If you want to develop a new digital insurance product, it shouldn’t take dozens of months, suggests Philippe Lafreniere, chief growth officer of Slice Labs Inc.

“We said, ‘can we take a hackathon approach and use it to launch insurance products and reinvent the traditional model of taking 18 months to launch a product,” Lafreniere said during a recent interview at Slice Labs’ launch studio in Toronto.

Slice Labs is The Co-operators’ technology partner for duuo, which uses Slice Labs’ Insurance Cloud Services to let home-share customers buy insurance over the Internet.

Headquartered in New York City, Slice Labs is an insurtech with a research and development centre in Ottawa.

It also has about nine people working in the Toronto launch studio, Lafreniere said.

“It’s at the centre of financial markets of Canada so it makes a lot of sense.”
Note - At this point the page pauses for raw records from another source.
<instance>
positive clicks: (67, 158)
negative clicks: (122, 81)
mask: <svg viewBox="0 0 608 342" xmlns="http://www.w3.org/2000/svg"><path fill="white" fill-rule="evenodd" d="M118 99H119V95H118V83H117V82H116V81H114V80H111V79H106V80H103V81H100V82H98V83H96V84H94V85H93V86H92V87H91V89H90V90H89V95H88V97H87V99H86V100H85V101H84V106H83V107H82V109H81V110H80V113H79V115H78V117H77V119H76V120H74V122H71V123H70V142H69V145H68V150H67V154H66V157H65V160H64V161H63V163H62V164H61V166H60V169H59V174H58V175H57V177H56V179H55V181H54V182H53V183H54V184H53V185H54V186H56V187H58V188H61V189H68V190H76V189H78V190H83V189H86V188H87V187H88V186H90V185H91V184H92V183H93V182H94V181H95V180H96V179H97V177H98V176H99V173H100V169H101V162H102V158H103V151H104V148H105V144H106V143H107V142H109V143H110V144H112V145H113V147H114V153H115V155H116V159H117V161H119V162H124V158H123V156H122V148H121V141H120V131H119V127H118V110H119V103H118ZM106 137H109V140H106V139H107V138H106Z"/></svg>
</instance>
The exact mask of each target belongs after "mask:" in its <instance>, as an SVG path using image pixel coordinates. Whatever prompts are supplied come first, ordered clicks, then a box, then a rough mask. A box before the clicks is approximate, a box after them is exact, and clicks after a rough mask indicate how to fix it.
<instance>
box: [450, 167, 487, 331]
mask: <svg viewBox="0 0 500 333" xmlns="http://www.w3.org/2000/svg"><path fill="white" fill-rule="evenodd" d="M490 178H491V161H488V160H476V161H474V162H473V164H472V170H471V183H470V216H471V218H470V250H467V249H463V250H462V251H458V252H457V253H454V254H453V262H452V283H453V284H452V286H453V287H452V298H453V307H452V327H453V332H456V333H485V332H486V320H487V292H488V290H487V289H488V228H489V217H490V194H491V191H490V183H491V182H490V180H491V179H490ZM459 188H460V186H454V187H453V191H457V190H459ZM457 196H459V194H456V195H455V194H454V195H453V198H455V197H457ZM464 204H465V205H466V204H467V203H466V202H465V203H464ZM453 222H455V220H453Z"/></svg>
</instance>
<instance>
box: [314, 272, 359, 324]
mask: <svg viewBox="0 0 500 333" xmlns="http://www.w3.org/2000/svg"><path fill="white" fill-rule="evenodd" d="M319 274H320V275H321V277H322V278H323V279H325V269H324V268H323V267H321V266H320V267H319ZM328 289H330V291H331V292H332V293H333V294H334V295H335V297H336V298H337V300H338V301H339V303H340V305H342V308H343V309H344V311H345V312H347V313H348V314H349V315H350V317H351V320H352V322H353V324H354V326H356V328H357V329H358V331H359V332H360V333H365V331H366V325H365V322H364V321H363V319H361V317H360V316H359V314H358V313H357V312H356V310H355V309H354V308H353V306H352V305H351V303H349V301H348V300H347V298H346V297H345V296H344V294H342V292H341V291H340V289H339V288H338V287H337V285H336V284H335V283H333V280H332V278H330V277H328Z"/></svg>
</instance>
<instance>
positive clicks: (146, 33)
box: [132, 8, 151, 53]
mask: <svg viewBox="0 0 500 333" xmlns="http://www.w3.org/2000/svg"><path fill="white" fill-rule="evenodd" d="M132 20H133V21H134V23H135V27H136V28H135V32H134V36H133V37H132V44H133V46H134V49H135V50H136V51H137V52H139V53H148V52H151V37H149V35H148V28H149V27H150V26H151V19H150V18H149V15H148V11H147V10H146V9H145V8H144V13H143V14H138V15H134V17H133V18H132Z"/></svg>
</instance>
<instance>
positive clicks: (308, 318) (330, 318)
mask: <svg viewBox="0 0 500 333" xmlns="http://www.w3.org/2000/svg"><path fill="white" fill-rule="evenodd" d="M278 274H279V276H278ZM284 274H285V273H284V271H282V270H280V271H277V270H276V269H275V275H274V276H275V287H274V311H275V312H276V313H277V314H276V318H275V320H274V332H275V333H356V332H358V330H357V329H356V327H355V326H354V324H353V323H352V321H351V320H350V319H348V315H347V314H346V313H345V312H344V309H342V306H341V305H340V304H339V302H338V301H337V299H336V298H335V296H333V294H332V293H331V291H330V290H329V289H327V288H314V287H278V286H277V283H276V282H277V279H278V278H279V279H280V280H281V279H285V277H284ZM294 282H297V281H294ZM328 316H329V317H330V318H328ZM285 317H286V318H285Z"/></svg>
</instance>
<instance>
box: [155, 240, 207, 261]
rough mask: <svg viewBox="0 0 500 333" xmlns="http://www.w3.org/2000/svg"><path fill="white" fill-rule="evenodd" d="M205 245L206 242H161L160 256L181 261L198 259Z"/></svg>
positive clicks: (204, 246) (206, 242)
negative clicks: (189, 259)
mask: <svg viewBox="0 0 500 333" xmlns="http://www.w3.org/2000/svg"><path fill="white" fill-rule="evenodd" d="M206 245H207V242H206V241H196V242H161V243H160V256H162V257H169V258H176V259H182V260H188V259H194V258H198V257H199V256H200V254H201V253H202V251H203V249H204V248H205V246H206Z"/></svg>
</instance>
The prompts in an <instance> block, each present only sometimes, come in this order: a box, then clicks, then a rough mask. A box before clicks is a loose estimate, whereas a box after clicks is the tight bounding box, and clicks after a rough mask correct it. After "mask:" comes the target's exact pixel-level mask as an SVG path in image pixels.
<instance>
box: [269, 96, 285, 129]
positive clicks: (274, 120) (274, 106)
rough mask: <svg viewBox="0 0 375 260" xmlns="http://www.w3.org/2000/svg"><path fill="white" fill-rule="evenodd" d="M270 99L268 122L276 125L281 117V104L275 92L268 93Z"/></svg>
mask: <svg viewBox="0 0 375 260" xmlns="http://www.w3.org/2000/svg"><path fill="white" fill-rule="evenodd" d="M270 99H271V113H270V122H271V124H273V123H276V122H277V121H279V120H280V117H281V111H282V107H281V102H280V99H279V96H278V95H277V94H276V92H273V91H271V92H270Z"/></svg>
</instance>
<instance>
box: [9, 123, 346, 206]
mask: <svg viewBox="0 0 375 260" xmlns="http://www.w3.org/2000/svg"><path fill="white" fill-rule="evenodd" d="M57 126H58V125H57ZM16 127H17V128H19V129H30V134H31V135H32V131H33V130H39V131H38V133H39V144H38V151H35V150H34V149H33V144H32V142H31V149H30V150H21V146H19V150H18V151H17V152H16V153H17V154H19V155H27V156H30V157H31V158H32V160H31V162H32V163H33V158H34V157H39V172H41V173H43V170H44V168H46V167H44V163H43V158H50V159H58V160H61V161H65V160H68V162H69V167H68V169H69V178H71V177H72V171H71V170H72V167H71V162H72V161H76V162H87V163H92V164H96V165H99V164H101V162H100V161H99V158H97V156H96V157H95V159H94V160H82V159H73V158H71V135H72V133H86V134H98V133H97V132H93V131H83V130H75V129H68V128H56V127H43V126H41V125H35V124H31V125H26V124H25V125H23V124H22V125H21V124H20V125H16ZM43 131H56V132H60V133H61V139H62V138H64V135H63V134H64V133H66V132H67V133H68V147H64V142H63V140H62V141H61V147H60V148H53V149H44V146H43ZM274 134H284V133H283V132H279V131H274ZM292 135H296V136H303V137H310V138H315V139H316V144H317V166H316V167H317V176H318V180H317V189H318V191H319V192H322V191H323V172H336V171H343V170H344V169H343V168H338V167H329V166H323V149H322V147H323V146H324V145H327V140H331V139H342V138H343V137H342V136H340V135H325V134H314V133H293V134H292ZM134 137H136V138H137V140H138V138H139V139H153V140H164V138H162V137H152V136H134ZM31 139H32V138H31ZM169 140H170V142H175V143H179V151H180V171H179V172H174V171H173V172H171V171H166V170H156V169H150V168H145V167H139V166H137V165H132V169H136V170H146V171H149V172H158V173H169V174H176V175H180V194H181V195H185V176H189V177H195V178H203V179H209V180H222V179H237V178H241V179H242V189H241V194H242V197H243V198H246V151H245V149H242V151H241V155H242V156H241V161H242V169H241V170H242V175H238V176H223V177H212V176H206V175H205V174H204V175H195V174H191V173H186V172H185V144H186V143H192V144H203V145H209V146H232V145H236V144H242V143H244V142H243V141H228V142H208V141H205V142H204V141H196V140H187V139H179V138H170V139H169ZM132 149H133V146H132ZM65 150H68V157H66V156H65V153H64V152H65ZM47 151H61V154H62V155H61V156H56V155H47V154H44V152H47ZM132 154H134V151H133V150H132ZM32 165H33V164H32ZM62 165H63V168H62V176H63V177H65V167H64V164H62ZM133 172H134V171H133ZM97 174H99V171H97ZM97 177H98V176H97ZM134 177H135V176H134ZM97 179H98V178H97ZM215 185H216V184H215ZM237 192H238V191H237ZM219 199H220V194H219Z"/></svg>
The launch studio is where Slice Labs meets with customers to work on product development using the “hackathon” approach. This does not involve actually hacking into computer systems. Instead, it is loosely based on the concept of computer experts trying to solve a problem in 24 hours.

“Basically we can do a workshop with the right stakeholders on the Slice side and the customer side and really define a product in one day,” he said. This includes how the insurance product will be priced and how the customer interacts with the insurer to buy the product and make a claim.

Lafreniere has been in the insurance industry for 26 years. He previously worked as an agent for Belair and also for The Personal, which have since been bought by Intact and Desjardins respectively.

His experience as an agent and a customer helped shape the way Slice develops products.  One aim is to get away from having dozens of questions on an application.

Several times a day, Lafreniere used to ask prospective property insurance customers questions like how close they live to the nearest fire station.

“I actually do not know how many kilometres the fire station is from my house and I live in suburban Toronto. I cannot say what the pitch of my roof is or what material the shingles are.”

Slice has similar experience buying its own cyber insurance policy.

“It took us somewhere in the neighbourhood of 30 days, for Slice as a comapny, to buy the cyber insurance that we needed as a company. We have been highly motivated to change that experience for our customers.”

Slice announced in 2018 that AXA-XL is using Slice’s cloud platform to sell cyber policies to small and mid-sized clients in the United States.

“We have three underwriting questions and in under two minutes, you have a policy,” Lafreniere said of the cyber policy that AXA-XL provides in the U.S. “It’s easy to read, it’s written in English and it takes about eight minutes to read end to end.”